Editor’s note: Consideration should be given to the fact that the long-term study stretches back to 1964, long before grain rescue tubes had been invented. Also, the structural characteristics of today’s large bins are considerably different than in 1964.

  • Based on 196 cases where the rescue technique used was known, the most effective method to extricate a victim from a grain mass was removing the grain from around the victim by cutting or punching holes in the side of the grain storage structure. This method was documented in 56 percent of cases.
  • The potential for multiple victims due to catastrophic failure of a grain storage structure should be considered. Manufacturers of grain storage structures should conduct studies to predict the consequences associated with rapid removal of grain if those structures are breached during rescue operations. Warnings concerning potential structural failure if breached should be posted on the structure itself and included in the operator’s instructions.

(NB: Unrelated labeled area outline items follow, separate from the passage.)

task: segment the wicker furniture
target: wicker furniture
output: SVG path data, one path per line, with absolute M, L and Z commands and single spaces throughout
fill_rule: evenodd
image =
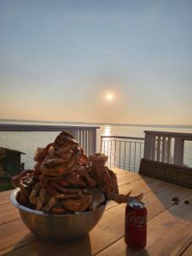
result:
M 192 168 L 142 159 L 139 174 L 192 189 Z

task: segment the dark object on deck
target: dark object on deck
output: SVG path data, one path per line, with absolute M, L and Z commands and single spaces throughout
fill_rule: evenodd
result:
M 142 159 L 139 174 L 192 189 L 192 168 Z
M 0 178 L 9 179 L 22 169 L 20 154 L 25 154 L 18 150 L 0 147 Z
M 178 202 L 179 201 L 179 198 L 177 196 L 174 196 L 174 197 L 172 197 L 172 201 Z

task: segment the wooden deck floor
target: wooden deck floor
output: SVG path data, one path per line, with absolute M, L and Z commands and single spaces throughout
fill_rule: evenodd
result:
M 111 201 L 89 235 L 65 244 L 40 241 L 26 228 L 9 201 L 10 191 L 0 193 L 0 255 L 192 255 L 192 189 L 115 169 L 121 193 L 143 192 L 148 209 L 148 242 L 133 251 L 124 242 L 125 205 Z M 172 198 L 180 202 L 173 205 Z M 189 201 L 189 205 L 184 203 Z

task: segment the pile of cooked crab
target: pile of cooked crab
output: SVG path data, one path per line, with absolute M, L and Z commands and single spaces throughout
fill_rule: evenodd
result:
M 56 213 L 95 210 L 108 200 L 126 203 L 137 196 L 119 193 L 116 174 L 105 166 L 108 156 L 87 157 L 70 132 L 62 131 L 55 142 L 38 148 L 34 170 L 12 178 L 19 187 L 17 201 L 32 209 Z

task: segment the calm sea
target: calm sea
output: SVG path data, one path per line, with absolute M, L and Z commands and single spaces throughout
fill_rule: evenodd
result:
M 49 122 L 13 122 L 0 121 L 0 124 L 28 124 L 28 125 L 74 125 L 74 123 L 49 123 Z M 76 124 L 81 125 L 81 124 Z M 82 125 L 85 125 L 82 124 Z M 93 125 L 90 124 L 87 125 Z M 94 124 L 94 126 L 99 126 L 97 130 L 97 151 L 99 151 L 99 143 L 101 135 L 115 135 L 144 137 L 143 131 L 162 131 L 173 132 L 192 133 L 192 127 L 162 127 L 162 126 L 137 126 L 137 125 L 104 125 Z M 20 150 L 26 154 L 21 156 L 21 161 L 25 162 L 26 168 L 32 168 L 34 166 L 33 157 L 38 147 L 44 147 L 49 143 L 53 142 L 59 132 L 49 131 L 1 131 L 0 132 L 0 147 L 5 147 L 15 150 Z M 192 166 L 192 142 L 185 142 L 184 147 L 184 164 Z

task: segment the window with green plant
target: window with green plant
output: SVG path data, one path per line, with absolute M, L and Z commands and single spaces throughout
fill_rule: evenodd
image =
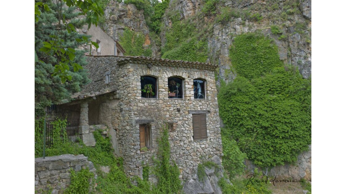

  • The second most frequently applied technique is constructing a grain retaining wall (rescue tube) around a partially entrapped victim. Grain inside the retaining wall is augered out, thereby freeing the victim. This method was used in 19 percent of those 196 cases.
  • The use of powerful portable grain vacuums in documented rescue attempts is on the increase. This provides a previously unavailable resource for first responders. However, potential risks with this equipment were identified.